Mimi, Efua and Omo have a chance meeting at an eatery where Mimi stopped by to pick up a takeaway pack for her hairdresser who would be rendering “home service”. Just as she is catching up with Efua who just flew in from Ghana, she excitedly picks a call. “Oops it’s mum!”, she exclaims. Her two friends watch on in silence as she lapses into an exhilarating conversation interspersed with short bursts of laughter. As she concludes the call, Omo asks in a curious tone “En…en Mimi, but you lost your mum a couple of years back. Who is this that was tickling your fancy. Girl, you really must like the person because it was obvious”.
Mimi responds with a smile on her lips – “My mother like no other! She is first and foremost my mother before Desmond’s. (By the way Efua, Desmond is my significant other)”. She continues “We get along so well, in fact, even better than I did with my late mother. She is such a lovely spirit; she treats me as her very own daughter. She even has a pet name for me – Nneoma, which in her dialect means Good/Beautiful mother. That is not to say we do not have our differences but she handles them with mature understanding and we move above them. I could go on and on about her but …let’s get back to our previous discussion…what’s up with you Efua? It’s been ages?”
Efua responds “Things are going great in Ghana, but I am back to inform my family here about my upcoming wedding in Ghana. I only hope my mother-in-law-to-be is as nice to me and bonds with me as yours does. I really have heard too many unnerving stories about mothers-in-law and have been dreading any confrontation. So far, she seems fine though”.
Mimi counsels – “Let me start by summarising Marriage Counselling 101 into 2 principles:
- Never refer to your spouse’s mother as Mother-in-law. Don’t say it! Don’t even think it! Instead, refer to her as Mother or evolve a pet name for her. That way she starts to envision you as her daughter, not her son’s wife, or a strange lady he brought home.

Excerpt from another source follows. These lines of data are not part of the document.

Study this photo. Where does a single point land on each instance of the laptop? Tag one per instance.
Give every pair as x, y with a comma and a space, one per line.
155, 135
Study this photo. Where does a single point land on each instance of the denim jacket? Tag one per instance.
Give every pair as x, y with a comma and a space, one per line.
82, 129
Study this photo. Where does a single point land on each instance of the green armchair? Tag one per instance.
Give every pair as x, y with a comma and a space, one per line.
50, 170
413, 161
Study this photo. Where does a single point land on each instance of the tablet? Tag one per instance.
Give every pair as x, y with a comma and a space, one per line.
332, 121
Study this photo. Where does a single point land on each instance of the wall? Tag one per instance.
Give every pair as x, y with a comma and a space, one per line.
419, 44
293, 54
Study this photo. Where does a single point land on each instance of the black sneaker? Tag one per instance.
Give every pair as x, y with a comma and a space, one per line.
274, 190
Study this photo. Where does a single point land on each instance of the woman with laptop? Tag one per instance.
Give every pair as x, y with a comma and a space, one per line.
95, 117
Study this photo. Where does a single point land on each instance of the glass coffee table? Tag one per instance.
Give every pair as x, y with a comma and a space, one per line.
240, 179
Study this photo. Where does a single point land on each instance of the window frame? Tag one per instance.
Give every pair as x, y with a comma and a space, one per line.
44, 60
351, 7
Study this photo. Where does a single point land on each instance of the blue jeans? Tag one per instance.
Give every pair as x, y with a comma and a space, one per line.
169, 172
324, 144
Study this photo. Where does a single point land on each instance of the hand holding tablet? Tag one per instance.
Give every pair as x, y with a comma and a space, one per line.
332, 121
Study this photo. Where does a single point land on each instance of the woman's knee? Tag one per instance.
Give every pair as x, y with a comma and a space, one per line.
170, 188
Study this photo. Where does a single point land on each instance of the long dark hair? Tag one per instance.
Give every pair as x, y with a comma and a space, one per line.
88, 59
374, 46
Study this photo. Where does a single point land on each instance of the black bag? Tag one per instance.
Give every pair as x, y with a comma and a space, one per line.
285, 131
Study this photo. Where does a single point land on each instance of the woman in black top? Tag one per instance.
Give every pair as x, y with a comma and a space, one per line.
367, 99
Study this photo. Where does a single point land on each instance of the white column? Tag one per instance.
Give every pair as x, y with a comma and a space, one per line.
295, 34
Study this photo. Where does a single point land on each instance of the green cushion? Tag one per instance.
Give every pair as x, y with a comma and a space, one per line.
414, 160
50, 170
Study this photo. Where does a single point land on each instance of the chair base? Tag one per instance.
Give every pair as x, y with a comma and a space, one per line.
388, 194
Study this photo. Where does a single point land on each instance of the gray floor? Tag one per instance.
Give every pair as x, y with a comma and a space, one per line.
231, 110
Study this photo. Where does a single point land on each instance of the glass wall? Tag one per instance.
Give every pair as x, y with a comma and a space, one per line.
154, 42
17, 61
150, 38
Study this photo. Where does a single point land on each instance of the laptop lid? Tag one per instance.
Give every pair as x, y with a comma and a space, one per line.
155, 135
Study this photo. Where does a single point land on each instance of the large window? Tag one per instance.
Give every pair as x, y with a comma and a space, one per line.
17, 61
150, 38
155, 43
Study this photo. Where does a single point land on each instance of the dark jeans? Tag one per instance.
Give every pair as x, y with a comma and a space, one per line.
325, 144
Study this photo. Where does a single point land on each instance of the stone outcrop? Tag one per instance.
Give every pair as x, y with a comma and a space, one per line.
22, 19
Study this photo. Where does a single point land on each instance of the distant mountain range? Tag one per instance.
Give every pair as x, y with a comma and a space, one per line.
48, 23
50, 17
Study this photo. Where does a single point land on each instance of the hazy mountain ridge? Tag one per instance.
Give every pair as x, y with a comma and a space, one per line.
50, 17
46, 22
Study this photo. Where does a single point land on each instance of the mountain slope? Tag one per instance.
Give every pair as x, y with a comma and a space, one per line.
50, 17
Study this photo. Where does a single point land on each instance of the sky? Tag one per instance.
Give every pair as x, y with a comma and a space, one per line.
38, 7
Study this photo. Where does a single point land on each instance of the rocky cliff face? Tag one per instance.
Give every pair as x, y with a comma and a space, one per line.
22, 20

- See your relationship as a symbiotic relationship between mother and daughter. Treat her like your biological mother extending love to her”.
She continues – “You know, shortly before my marriage, mum (my mother-in-law) told me something I have since held on to. She interpreted her understanding of a mother-in-law role to me and this is a summary of what she said”.
“A Mother-in-law is bound by rules and regulations to act as a MOTHER. She is a mother by virtue of Law and acquires all the rights, duties and responsibilities of a mother. She acquires a daughter or son through the marriage of her child and is duty-bound to treat the acquired child as a biological child. She is accountable to God regarding this huge responsibility and it will be unfortunate if she fails”.
Omo reacts with a spontaneous – “Wow, that is profound! No wonder you guys are having a swell time together as mother and daughter. I wish most women would understand the relationship the way she envisages it. It would make things a lot easier for wives and intending brides”.
Efua caps the discourse with a parting advice – “True, ladies. We must not forget that we all desire to see our children married someday and automatically assume the role of mothers to their spouses as well. May the Lord help us to discover the beauty in each other”.
Havilah is of the opinion that the views and admonition expressed herein are indeed germane to the theme of engendering healthy relationships among women.